Mumbai, Feb 7: The Reserve Bank of India (RBI) is likely to allow corporates to conduct interest rate swaps as a counter-party. The draft guidelines on interest rate swaps were put forth for discussion at a meeting of the Standing Committee on Money Market, headed by RBI deputy governor YV Reddy, on February 3.The apex bank intends to introduce the new product by March and has currently prepared a draft framework with regard to standard documentation, benchmarks, capital adequacy and the list of participants to be allowed to conduct swaps.
The RBI is also considering the introduction of commercial papers with revolving underwriting facility (RUF) which make a CP akin to a revolving letter of credit and will reduce costs for corporates issuing the CPs.The move to introduce interest rate swaps was announced in the monetary policy of October 1998 and is likely to deepen the money market as it will enable market participants to hedge interest rate risks. Corporates, on their part, will be able to managetheir cash flows more effeciently as they will have a direct access to the money market through this derivative.
According to sources, the draft framework put in place has said commercial banks, primary dealers and corporates will be allowed to conduct interest rate swaps. However, no decision has yet been taken whether all corporates will be allowed to enter into interest rate swaps.
"Overseas only those corporates that have a good credit rating are allowed to conduct swaps. Prudential norms are likely to be applied as a credit risk is involved for the bank and the primary dealers entering into interest rate swaps," a source said. The RBI has said the capital adequacy norms for banks will apply as per a department of banking operations and developement (DBOD) circular, issued in 1992. The calculation of risk weightage will be based on the norms laid out in the circular. The circular says that the credit risk exposure attached to off-balance sheet items has to be first calculated by multiplying the facevalue of each of the balance sheet items by the credit conversion factors.

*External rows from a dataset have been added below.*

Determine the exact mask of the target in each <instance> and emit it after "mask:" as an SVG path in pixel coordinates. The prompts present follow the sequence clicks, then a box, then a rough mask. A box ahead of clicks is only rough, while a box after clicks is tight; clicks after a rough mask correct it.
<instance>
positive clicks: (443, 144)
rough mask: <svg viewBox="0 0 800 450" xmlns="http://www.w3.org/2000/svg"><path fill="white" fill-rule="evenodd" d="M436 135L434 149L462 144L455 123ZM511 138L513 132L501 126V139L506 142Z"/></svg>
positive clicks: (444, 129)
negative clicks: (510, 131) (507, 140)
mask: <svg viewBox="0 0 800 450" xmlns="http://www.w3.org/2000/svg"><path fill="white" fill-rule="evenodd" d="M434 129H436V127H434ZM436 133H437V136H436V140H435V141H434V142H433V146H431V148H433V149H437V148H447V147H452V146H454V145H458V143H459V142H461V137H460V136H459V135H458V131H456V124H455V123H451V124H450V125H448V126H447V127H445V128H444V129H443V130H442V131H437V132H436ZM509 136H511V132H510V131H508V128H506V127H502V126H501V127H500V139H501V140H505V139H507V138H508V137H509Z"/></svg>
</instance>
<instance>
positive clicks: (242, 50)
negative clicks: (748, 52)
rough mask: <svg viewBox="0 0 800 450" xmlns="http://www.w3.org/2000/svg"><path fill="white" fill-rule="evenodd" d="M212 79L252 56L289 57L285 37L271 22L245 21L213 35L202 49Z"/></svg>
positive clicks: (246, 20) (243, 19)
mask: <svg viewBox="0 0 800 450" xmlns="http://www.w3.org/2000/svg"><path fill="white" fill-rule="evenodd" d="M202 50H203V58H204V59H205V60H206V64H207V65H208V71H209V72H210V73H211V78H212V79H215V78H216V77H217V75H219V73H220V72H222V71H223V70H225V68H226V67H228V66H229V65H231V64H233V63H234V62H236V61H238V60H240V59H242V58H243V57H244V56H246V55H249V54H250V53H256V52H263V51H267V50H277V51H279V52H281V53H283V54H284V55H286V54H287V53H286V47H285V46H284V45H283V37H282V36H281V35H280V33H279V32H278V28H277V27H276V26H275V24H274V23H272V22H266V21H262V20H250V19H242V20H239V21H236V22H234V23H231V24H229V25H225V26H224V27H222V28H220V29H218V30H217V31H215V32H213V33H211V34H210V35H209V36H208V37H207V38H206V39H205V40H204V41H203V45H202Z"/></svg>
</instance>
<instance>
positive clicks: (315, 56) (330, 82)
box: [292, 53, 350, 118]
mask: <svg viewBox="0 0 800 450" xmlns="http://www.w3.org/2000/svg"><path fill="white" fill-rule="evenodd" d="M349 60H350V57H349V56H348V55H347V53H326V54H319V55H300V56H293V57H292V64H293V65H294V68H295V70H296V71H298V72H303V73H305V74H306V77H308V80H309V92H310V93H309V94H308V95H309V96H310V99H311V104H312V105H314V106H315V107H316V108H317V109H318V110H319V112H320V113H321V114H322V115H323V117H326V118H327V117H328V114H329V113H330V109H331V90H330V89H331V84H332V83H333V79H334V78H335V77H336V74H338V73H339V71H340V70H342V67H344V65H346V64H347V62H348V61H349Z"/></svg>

The RBI says that if the original maturity of the swap is less than one year-as most interest rate swaps are expected to be-the notional principal amount of each intruments should be multipled by 0.5 per cent, while for maturities of one and less than two years, the principal has be multiplied by 1.0 per cent. For each additional year the notional principal will be multiplied by 1 per cent for calculation of risk weights.
According to the RBI, interest rate contracts include single currency interest rate swaps, basis swaps, forward rate agreements, interest rate futures, interest rate options purchased and other contracts of a similar nature.